JSON-LD

How to implement JSON-LD structured data in your HTML for AI agents and search engines.

2025-02-15

JSON-LD (JavaScript Object Notation for Linked Data) is the recommended format for adding structured data to your web pages. It embeds Schema.org data in a <script> tag, keeping it separate from your page's visual content.

Why JSON-LD?

  • Decoupled from HTML — No need to add attributes to every element.
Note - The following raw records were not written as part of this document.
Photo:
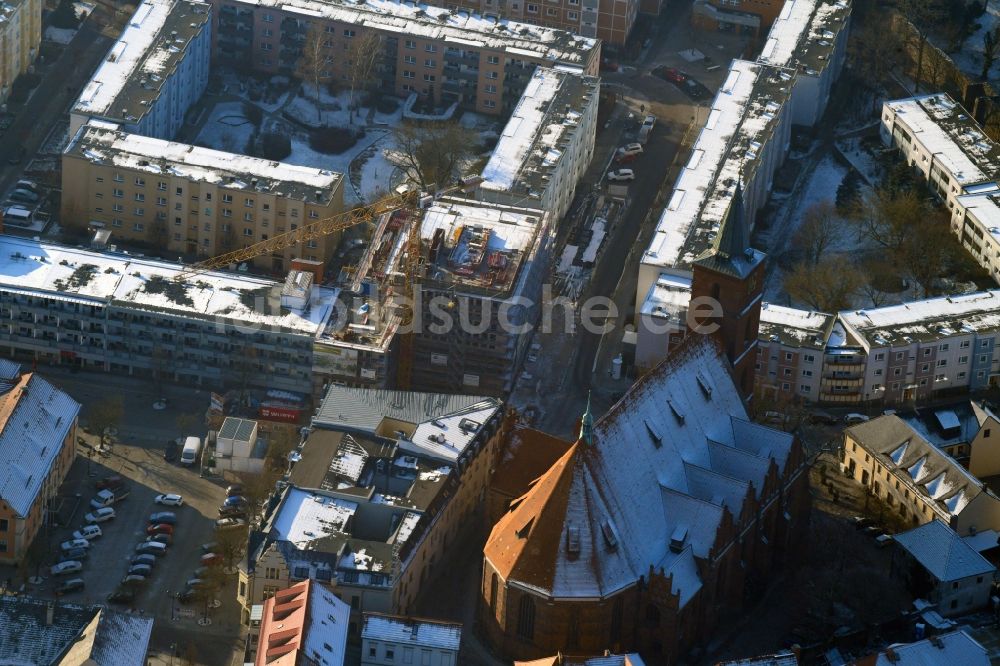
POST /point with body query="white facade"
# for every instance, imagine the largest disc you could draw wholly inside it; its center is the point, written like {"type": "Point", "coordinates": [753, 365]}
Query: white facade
{"type": "Point", "coordinates": [388, 640]}
{"type": "Point", "coordinates": [547, 144]}
{"type": "Point", "coordinates": [155, 71]}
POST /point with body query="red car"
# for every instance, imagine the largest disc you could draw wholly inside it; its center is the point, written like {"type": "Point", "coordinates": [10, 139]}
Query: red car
{"type": "Point", "coordinates": [161, 528]}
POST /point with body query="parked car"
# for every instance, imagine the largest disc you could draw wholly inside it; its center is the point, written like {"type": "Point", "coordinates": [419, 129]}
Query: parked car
{"type": "Point", "coordinates": [171, 451]}
{"type": "Point", "coordinates": [143, 559]}
{"type": "Point", "coordinates": [74, 544]}
{"type": "Point", "coordinates": [229, 523]}
{"type": "Point", "coordinates": [151, 548]}
{"type": "Point", "coordinates": [74, 554]}
{"type": "Point", "coordinates": [165, 539]}
{"type": "Point", "coordinates": [161, 528]}
{"type": "Point", "coordinates": [100, 515]}
{"type": "Point", "coordinates": [72, 585]}
{"type": "Point", "coordinates": [170, 499]}
{"type": "Point", "coordinates": [89, 532]}
{"type": "Point", "coordinates": [109, 482]}
{"type": "Point", "coordinates": [621, 175]}
{"type": "Point", "coordinates": [67, 567]}
{"type": "Point", "coordinates": [144, 570]}
{"type": "Point", "coordinates": [163, 517]}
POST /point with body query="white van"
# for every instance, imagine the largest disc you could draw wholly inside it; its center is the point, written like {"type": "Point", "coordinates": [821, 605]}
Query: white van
{"type": "Point", "coordinates": [192, 445]}
{"type": "Point", "coordinates": [18, 216]}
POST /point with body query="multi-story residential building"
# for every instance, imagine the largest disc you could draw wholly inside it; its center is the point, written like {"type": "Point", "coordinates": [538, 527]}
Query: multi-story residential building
{"type": "Point", "coordinates": [20, 35]}
{"type": "Point", "coordinates": [791, 352]}
{"type": "Point", "coordinates": [303, 625]}
{"type": "Point", "coordinates": [155, 71]}
{"type": "Point", "coordinates": [444, 55]}
{"type": "Point", "coordinates": [385, 481]}
{"type": "Point", "coordinates": [945, 144]}
{"type": "Point", "coordinates": [744, 141]}
{"type": "Point", "coordinates": [547, 144]}
{"type": "Point", "coordinates": [194, 201]}
{"type": "Point", "coordinates": [45, 632]}
{"type": "Point", "coordinates": [744, 17]}
{"type": "Point", "coordinates": [891, 354]}
{"type": "Point", "coordinates": [953, 576]}
{"type": "Point", "coordinates": [915, 478]}
{"type": "Point", "coordinates": [387, 640]}
{"type": "Point", "coordinates": [809, 37]}
{"type": "Point", "coordinates": [611, 22]}
{"type": "Point", "coordinates": [122, 313]}
{"type": "Point", "coordinates": [37, 446]}
{"type": "Point", "coordinates": [480, 277]}
{"type": "Point", "coordinates": [649, 527]}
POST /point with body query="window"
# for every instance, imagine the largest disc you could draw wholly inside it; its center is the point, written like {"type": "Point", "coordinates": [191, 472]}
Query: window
{"type": "Point", "coordinates": [526, 617]}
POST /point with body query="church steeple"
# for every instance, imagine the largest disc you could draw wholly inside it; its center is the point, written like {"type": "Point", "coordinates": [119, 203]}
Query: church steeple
{"type": "Point", "coordinates": [587, 425]}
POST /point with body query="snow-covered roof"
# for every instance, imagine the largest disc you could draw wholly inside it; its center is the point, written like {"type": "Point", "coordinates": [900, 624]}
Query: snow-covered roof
{"type": "Point", "coordinates": [794, 327]}
{"type": "Point", "coordinates": [956, 647]}
{"type": "Point", "coordinates": [948, 133]}
{"type": "Point", "coordinates": [433, 634]}
{"type": "Point", "coordinates": [928, 319]}
{"type": "Point", "coordinates": [546, 115]}
{"type": "Point", "coordinates": [60, 272]}
{"type": "Point", "coordinates": [944, 554]}
{"type": "Point", "coordinates": [104, 143]}
{"type": "Point", "coordinates": [926, 470]}
{"type": "Point", "coordinates": [35, 419]}
{"type": "Point", "coordinates": [741, 120]}
{"type": "Point", "coordinates": [305, 516]}
{"type": "Point", "coordinates": [804, 35]}
{"type": "Point", "coordinates": [460, 28]}
{"type": "Point", "coordinates": [92, 633]}
{"type": "Point", "coordinates": [665, 465]}
{"type": "Point", "coordinates": [149, 49]}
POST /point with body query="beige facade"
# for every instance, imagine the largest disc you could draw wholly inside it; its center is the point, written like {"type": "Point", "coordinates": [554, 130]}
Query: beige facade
{"type": "Point", "coordinates": [20, 34]}
{"type": "Point", "coordinates": [433, 52]}
{"type": "Point", "coordinates": [193, 201]}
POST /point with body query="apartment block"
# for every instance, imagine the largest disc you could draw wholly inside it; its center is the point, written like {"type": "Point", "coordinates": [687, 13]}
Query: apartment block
{"type": "Point", "coordinates": [415, 641]}
{"type": "Point", "coordinates": [155, 71]}
{"type": "Point", "coordinates": [892, 354]}
{"type": "Point", "coordinates": [940, 140]}
{"type": "Point", "coordinates": [915, 479]}
{"type": "Point", "coordinates": [37, 446]}
{"type": "Point", "coordinates": [547, 144]}
{"type": "Point", "coordinates": [608, 20]}
{"type": "Point", "coordinates": [744, 141]}
{"type": "Point", "coordinates": [20, 35]}
{"type": "Point", "coordinates": [479, 62]}
{"type": "Point", "coordinates": [194, 201]}
{"type": "Point", "coordinates": [791, 352]}
{"type": "Point", "coordinates": [809, 37]}
{"type": "Point", "coordinates": [385, 482]}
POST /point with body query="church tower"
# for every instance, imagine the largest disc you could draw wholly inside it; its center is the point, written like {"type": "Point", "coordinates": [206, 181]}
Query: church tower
{"type": "Point", "coordinates": [731, 275]}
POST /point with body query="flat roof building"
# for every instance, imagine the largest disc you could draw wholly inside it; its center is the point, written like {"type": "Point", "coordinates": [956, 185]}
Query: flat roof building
{"type": "Point", "coordinates": [193, 201]}
{"type": "Point", "coordinates": [155, 71]}
{"type": "Point", "coordinates": [546, 145]}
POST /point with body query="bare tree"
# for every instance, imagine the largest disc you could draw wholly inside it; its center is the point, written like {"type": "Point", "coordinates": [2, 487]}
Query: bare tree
{"type": "Point", "coordinates": [817, 231]}
{"type": "Point", "coordinates": [991, 39]}
{"type": "Point", "coordinates": [432, 153]}
{"type": "Point", "coordinates": [313, 65]}
{"type": "Point", "coordinates": [827, 285]}
{"type": "Point", "coordinates": [363, 58]}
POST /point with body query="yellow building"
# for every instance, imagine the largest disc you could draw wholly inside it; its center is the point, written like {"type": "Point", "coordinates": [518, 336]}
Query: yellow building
{"type": "Point", "coordinates": [193, 201]}
{"type": "Point", "coordinates": [20, 34]}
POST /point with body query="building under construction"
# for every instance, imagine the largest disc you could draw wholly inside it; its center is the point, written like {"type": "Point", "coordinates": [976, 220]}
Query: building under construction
{"type": "Point", "coordinates": [480, 274]}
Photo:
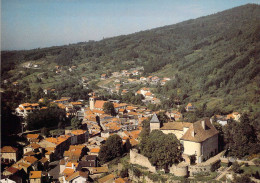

One script block handles all structured data.
  • Easy to update — Change the data in one place without touching the layout.
  • Preferred by Google and AI systems — JSON-LD is the format recommended by Google and supported by AI retrieval systems.
  • Framework-friendly — Easy to generate dynamically in Next.js, Nuxt, Django, etc.

Basic structure

<head>
  <script type="application/ld+json">
  {
    "@context": "https://schema.org",
    "@type": "WebPage",
    "name": "My Page Title",
    "description": "A description of my page."
  }
  </script>
</head>

The @context is always "https://schema.org". The @type defines the Schema.org type.

Multiple JSON-LD blocks

You can have multiple <script type="application/ld+json"> blocks on the same page:

<script type="application/ld+json">
{
  "@context": "https://schema.org",
  "@type": "Organization",
  "name": "Acme Corp",
  "url": "https://example.com"
}
</script>

<script type="application/ld+json">
{
  "@context": "https://schema.org",
  "@type": "WebSite",
  "name": "Acme Corp",
  "url": "https://example.com"
}
</script>

Or combine them with @graph:

<script type="application/ld+json">
{
  "@context": "https://schema.org",
  "@graph": [
    {
      "@type": "Organization",
      "name": "Acme Corp",
      "url": "https://example.com"
    },
    {
      "@type": "WebSite",
      "name": "Acme Corp",
      "url": "https://example.com"
    }
  ]
}
</script>

Implementation in Next.js

In the App Router, add JSON-LD directly in a Server Component:

export default function Page() {
  const jsonLd = {
    "@context": "https://schema.org",
    "@type": "Article",
    "headline": "My article title",
    "datePublished": "2025-01-15"
  };

  return (
    <>
      <script
        type="application/ld+json"
        dangerouslySetInnerHTML={{ __html: JSON.stringify(jsonLd) }}
      />
      {/* page content */}
    </>
  );
}

Dynamic generation

For blog posts, products, or other dynamic content, generate JSON-LD from your data:

function articleJsonLd(post: Post) {
  return {
    "@context": "https://schema.org",
    "@type": "BlogPosting",
    "headline": post.title,
    "description": post.description,
    "datePublished": post.publishedAt,
    "dateModified": post.updatedAt ?? post.publishedAt,
    "author": {
      "@type": "Person",
      "name": post.author
    }
  };
}

Common types

See the Schema.org guide for the most useful types and their full property sets.

Validation

After adding JSON-LD to your pages:

  1. Open Google Rich Results Test.
  2. Enter your URL or paste your HTML.
  3. Fix any errors or warnings reported.

Always validate after adding or changing JSON-LD — malformed JSON breaks silently and won't be read by agents.